Part 3: The Solution
“Where are they?” Mommy asked, looking at my empty hands.
“Ill be right back.” I ran to Dovie and Menachem’s room and opened the door. They were sitting on the floor, their backs to me. “Dovie? Menachem? What are you doing?”
“Building a house!” Menachem said. I went over to where they were playing and saw the discarded candle box, and a small building made out of Mommy’s Shabbos candles.
“Where did you get these?” I asked.
“From the cabinet under the sink,” Dovie said.
“Do you know what these are?” I asked them.
They shrugged. “Blocks,” Menachem said.
I laughed. “They’re candles! Mommy needs to light them for Shabbos, you silly boys!”
“Oh,” they said, looking sad. “So we can’t play with them anymore?”
“How about I give you my old blocks? They’re better to play with than these,” I said.
“Okay!” Dovie and Menachem exclaimed enthusiastically. I got my long-unused box of blocks from my room and gave it to the boys, then collected the candles into their box.
“I found the candles,” I sang as I walked into the kitchen, and told Mommy how Dovie and Menachem took them to play with, not realizing they weren’t toys.
Mommy laughed. “Oy vey! Only you, my smart Esther, my finder of hidden things, could have figured that out!”

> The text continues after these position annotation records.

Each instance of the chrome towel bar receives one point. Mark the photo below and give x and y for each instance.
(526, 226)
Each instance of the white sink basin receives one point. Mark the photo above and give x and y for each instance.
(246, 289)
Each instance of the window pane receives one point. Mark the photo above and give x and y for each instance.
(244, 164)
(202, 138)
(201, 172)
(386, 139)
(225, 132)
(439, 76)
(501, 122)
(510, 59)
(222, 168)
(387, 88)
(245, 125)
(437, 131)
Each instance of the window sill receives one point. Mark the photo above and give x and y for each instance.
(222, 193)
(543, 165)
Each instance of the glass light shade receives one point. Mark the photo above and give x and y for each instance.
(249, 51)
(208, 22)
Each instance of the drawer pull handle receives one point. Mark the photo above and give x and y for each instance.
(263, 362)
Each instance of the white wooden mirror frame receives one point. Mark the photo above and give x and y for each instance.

“I feel silly, though,” I said. “Dovie and Menachem kept wanting to play with me, and I kept saying no because I was too busy trying to find the candles. Had I taken a moment to play with them, I would have found them sooner.”
“I guess that just shows we always have to spare some time for our siblings, even when we’re busy,” Mommy said. “However long it took, thank you so much, Estelah!”
“It’s nothing, Mommy,” I said. “I’m just glad that you can light Shabbos candles this week!”
“Me too,” Mommy said, giving me a big hug. “Hooray for Esther Leibowitz, Jewish girl detective!”